Notes for Prof. Hung-Yi Lee's ML Lecture 10: CNN
CNN: Convolutional Neural Networks
When using fully connected networks on images, the number of parameters may be too large. By applying constraints on the networks based on properties of images, we can reduce the total number of parameters.
The fundamental concept of CNN is “to let filters convolve through the image”.
Input Images
The color images have 3 channels (RGB) on every pixel; the black-white have only 1 channel.
We have to transform the input image to the size of the input of the network in advance.
Scaling and rotation of the image training data impact the training results of CNN, i.e. The trained CNN is not invariant for scaling and rotation. However, a proper image recognizer should be able to generate the same output by input images with scaling or rotation. Therefore, we have to generate more training data by performing scaling and rotation on the training images, i.e. performing data augmentation.
Properties of Images & the CNN Techniques
When using the CNN techniques, make sure that your task meet the corresponding properties. For example AlphaGo don’t use pooling; NLP/Speech recognition only convolve through a single dimension (word sequence / frequency). In NLP, the vectors on the other dimension are not spatially related to the neighboring ones (word vector dimentions ); in speech recognition, the shift-invariant effect on the dimention of time is handled by recurrentness of the network.
Critical Patterns in Small Areas: Filters
In images, the critical patterns for recognition are usually in areas that are smaller than the whole image or even in small regions, so we use filters to find the patterns. The area that a filter processes is the receptive field.

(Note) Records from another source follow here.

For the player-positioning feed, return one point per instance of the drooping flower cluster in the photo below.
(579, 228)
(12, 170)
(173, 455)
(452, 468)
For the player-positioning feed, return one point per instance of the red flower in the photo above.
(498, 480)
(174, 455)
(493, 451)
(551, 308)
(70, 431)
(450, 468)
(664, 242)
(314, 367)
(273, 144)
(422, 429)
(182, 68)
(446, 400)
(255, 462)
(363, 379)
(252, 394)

Critical Patterns at Different Regions: Weight Sharing
In images, the critical patterns may appear in different regions of the images, so the filters for the same pattern at different locations should share their weights.
Subsampling Don’t Impact the Recognition: Pooling
Subsampling of the image don’t change the object, so we can apply pooling to further reduce the total number of parameters.
And example of pooling:
Recently some networks don’t use pooling because the computing cost is not too high for their computing power.
CNN Structure
Total Number of Neurons & Connections for a Convolution Layer
Stride: the pixel distance between the neighboring receptive filds.

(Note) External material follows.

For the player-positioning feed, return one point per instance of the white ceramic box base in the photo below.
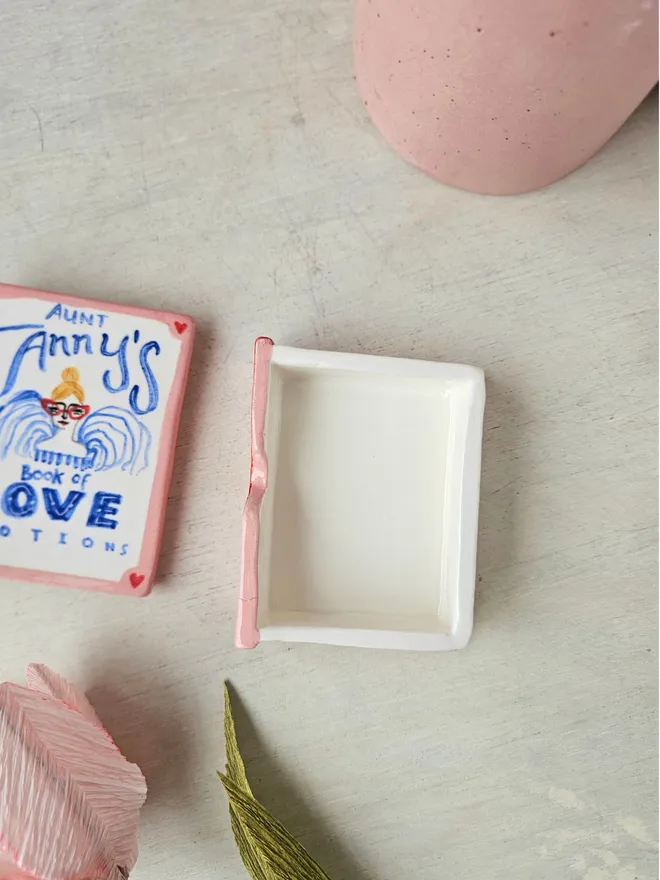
(368, 523)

Padding: when using padding, if a receptive field at the edge exceeds the edge, then the exceeding part will be filled based on the padding method. Usually we use 0 padding, i.e. pad with 0’s.
Feature map: The output map produced by applying a filter over the input / pre-layer output.

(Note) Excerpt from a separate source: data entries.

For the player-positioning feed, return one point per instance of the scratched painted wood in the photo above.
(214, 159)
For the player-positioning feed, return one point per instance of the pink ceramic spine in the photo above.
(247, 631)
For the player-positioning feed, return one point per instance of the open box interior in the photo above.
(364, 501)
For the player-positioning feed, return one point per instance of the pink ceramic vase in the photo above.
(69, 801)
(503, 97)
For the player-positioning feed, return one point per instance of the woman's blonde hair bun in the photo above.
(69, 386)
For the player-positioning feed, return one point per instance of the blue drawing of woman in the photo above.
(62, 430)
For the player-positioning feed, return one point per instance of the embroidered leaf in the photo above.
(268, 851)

Assume the shape of input and output are squares. Total number of weights of the convolution layer:
\[n_f (n_{rs})^2 n_{ch}\]where $n_f$ is the total number of filters, $n_{rs}$ is the size of one side of the receptive field, $n_{ch}$ is the total number of channels of the input.
The total number of output neurons:
\[(\frac{n_{in} - n_{rs} + 1}{n_s} \text{ round up})^2 n_f\]where $n_s$ is stride, $n_{in}$ is the size of a side of the input.
Gradient Descent on Input
To see the pattern that a neuron in a CNN learns to recognize, we can perform gradient descent on the input image to maximize the activation of the neuron.
By the example of digit recognition, we can also see that some non-sense input are going to be recognized as digits => deep neural networks are easily fooled (see link).
Similar technique can also be used for Deep Dream and Deep Style.
Deep Dream
Let an CNN show what it sees in an image.
Steps:
- Run the CNN on an image
- choose a layer and exaggerate the values
- perform gradient descent on the input image to let the layer geach the exaggerated values.